Page 1 of 1

OpenKM taking up constant CPU

PostPosted:Thu Feb 09, 2017 4:54 pm
by openkm_user
Hi,

Even though there is no activity being performed in OpenKM, I still see OpenKM java process is still constantly taking 15% CPU, please explain why?

Server is Xeon with 16GB of RAM.

However 2 days ago, we have imported about 100,000 documents into the system, is there some more import process that is using up the CPU?

Thanks!

Re: OpenKM taking up constant CPU

PostPosted:Sat Feb 11, 2017 9:42 am
by jllort
After any document is created goes into "text extraction pending queue", periodically set by crontab task named "text extractor worker" it's started a thread what extract text from documents for indexing them by content. You can configure how aggressive is this process, by defaul if you have not changed the parameters associated with it, the application will use a single thread ( single core )

Re: OpenKM taking up constant CPU

PostPosted:Sun Mar 26, 2017 2:31 pm
by openkm_user
Thank you for your prompt response.

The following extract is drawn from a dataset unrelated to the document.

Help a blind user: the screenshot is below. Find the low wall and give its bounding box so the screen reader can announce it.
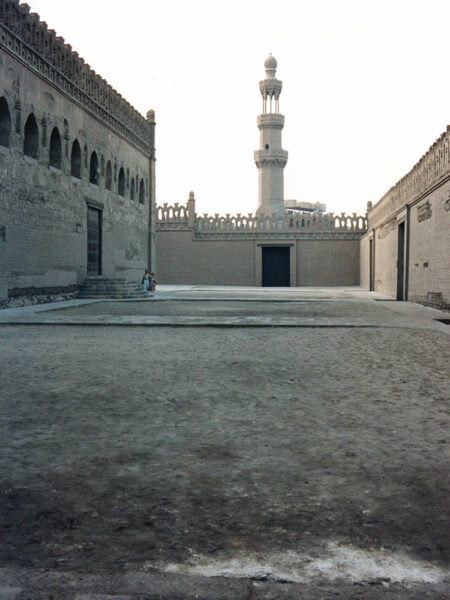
[156,230,359,286]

I am sorry for the late reply. We have imported about 500,000 documents into our repository. What you say makes sense.

However, we really don’t need to extract text from imported content and so we have stopped the ‘text extractor’ in the crontab. Please can you let us know how to NOT put the imported content in the text extraction queue? We just want to import it into the db?

We notice that openkm tomcat is constantly using about 7% CPU. After some investigation we noticed that com.openkm.core.updateinfo is the one using this CPU. What exactly does this method do? It appears we can set updateinfo to false in the config file and it will not run BUT what is the purpose of this updateinfo? Is this the same text extractor that you have mentioned or is this something different.

Thanks again :).

Re: OpenKM taking up constant CPU

PostPosted:Sun Mar 26, 2017 6:45 pm
by jllort
The UpdateInfo class connect to OpenKM server and send notifications from our side to the application. Notifications like "it has been released a new version you can upgrade your installation".

Take a look at this OpenKM section https://docs.openkm.com/kcenter/view/ok ... 0Nodetypes you should be interested in OKM_NODE_DOCUMENT and specially in two fields:
NDC_TEXT_EXTRACTED ( when the value is T means had been processed by the queue, when the value is F it means is in the queue, changing the value you can add or remove files from the queue ).
NDC_TEXT what contains the text extracted by the text extractor process. You can update this field manually or with the automatic process, but take in mind if you change from the database point of view is not visible from the search engine ( you have not changed from the api, and from the lucene search engine point of view nothing has changed ). If you modify any field from database view and you want to propagate changes to search engine, must reindex the whole repository https://docs.openkm.com/kcenter/view/ok ... dexes.html ( lucene indexes option. In your case with 500K files, can take some hours to be completed )

Re: OpenKM taking up constant CPU

PostPosted:Mon Mar 27, 2017 4:04 pm
by openkm_user
Thanks for the detailed explanation, can you please let me know how to turn off com.openkm.core.updateinfo? Is there any configuration parameter available in Administration?

Re: OpenKM taking up constant CPU

PostPosted:Tue Mar 28, 2017 6:41 pm
by jllort
At OpenKM.cfg set the parameter ( and restart the service )
Code: Select all
update.info=off

Re: OpenKM taking up constant CPU

PostPosted:Fri Mar 31, 2017 3:14 pm
by openkm_user
Thanks, first of all we tried setting update.info= false in openkm.cfg file but it did not work. The updateinfo continued to run and consume CPU. Then we modified the config file to manually set it to false and this worked. However the updateinfo() calls com.openkm.core.RepositoryInfo().run();. Internally this run() method calls runAs() which calls methods such as okmStats.getFoldersByContext(). What is the purpose of these okmStats methods? Is it used anywhere?

Re: OpenKM taking up constant CPU

PostPosted:Sat Apr 01, 2017 4:42 pm
by jllort
I think might be a crontab task, there's a crontab task name "Repository info" executed daily is used to calculate stats. Try stopping it.